American music executive

Andrew Surmani is President and CEO of Surmani Business Coaching, LLCand Professor of Music Industry Studies/Academic Lead of the Master of Arts in Music Industry Administration program in the Mike Curb College of Arts, Media and Communication at California State University, Northridge (CSUN). Previously, he served as Chief Marketing Officer for Alfred Music, where he played a key role in the company's acquisition of Warner Brothers Publications, and launched numerous product lines.

== Education ==
Surmani has a Bachelor of Music degree in trumpet performance, and a Master of Business Administration degree from California State University, Northridge. While at CSUN, he played with the CSUN Wind Ensemble, Orchestra and Jazz "A" Band.

== Publications ==
Surmani has co-authored numerous books including the Alfred's Essentials of Music Theory series and Copyright Handbook for Music Educators and Directors, 2nd Edition. Alfred's Essentials of Music Theory is a multi-part multimedia program that teaches beginner and intermediate level music theory in individual and classroom settings. Surmani was also instrumental in the launch of Alfred Music's Sound Innovations series, the world's first customizable method for band and orchestra.

== Performances ==
As a musician, Surmani plays the trumpet and has toured throughout the US, Europe and Japan, and has performed in the Montreux Jazz Festival (Switzerland), Istanbul International Jazz Festival (Turkey), Jazz à Juan (Juan les Pins, France), Jazz à Vienne (Vienne, France), Umbria Jazz Festival (Italy), Wigan (England) and the Lake Biwa (Japan) jazz festivals. He has also performed in the concert halls of Carnegie Hall, David Geffen Hall and Alice Tully Hall at Lincoln Center for the Performing Arts, Fumon Hall in Tokyo, and the Dorothy Chandler Pavilion in Los Angeles.

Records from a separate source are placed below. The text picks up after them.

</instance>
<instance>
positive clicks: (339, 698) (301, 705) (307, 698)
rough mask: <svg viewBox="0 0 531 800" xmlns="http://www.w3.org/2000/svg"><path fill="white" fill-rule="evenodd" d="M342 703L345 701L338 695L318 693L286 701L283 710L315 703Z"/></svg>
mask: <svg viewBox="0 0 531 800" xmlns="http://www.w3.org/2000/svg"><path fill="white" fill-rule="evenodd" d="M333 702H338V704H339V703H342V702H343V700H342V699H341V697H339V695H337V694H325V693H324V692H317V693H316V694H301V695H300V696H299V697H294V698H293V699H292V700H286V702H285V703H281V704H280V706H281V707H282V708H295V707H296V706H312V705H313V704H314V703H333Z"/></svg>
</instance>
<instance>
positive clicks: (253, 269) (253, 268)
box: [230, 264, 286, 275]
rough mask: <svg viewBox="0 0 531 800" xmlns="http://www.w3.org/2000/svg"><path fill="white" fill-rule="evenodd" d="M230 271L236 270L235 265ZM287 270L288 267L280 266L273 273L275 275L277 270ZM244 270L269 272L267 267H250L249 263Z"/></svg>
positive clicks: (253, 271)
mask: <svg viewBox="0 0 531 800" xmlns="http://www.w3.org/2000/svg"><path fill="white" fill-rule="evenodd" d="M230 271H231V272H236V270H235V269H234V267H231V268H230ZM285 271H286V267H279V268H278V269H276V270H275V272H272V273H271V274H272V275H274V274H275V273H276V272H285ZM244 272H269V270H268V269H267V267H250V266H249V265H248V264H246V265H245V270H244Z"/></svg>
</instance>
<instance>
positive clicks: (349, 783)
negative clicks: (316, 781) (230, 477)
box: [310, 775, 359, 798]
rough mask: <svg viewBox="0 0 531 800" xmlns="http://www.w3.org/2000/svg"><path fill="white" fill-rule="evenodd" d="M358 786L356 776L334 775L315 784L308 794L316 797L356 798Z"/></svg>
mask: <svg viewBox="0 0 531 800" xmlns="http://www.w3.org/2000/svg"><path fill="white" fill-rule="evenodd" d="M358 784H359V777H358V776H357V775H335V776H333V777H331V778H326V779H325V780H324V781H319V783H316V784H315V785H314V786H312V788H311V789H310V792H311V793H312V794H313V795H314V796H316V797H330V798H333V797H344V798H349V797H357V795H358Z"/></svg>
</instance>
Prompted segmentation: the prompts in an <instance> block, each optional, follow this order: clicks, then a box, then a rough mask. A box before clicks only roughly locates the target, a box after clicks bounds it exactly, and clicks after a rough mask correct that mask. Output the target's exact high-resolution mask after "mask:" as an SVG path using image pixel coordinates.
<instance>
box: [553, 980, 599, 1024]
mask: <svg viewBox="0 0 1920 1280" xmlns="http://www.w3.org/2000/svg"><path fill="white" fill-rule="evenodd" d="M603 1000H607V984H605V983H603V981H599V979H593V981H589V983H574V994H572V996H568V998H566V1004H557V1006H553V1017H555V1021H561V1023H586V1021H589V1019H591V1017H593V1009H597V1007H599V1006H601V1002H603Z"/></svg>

He played lead trumpet in the Walt Disney World All-American College Jazz Band and in the California All-State Honor Band, the McDonald's All-American High School Marching Band and Jazz Band.

== Nonprofits ==
He was a founding board member and is a past president of the international education nonprofit Jazz Education Network (JEN).

Surmani currently serves on The Sessions Board. The Sessions provides the bridge between dreams and reality by Enriching artist lives through Education, focusing on Empowering and sharpening their business skills in the pursuit of excellence.

Surmani also served on the Music and Arts Technology Industry Advisory Board at Indiana University - Purdue University Indianapolis (IUPUI) and the Technology In Music Education (TI:ME) Advisory Board. He was the founder and past president of the MATES Foundation, a 501(c)(3) non-profit corporation formed to support a new arts and technology charter school in Thousand Oaks, California.

Surmani is a native of Oakland, California and Skyline_High_School_(Oakland,_California), and now resides in Los Angeles, California.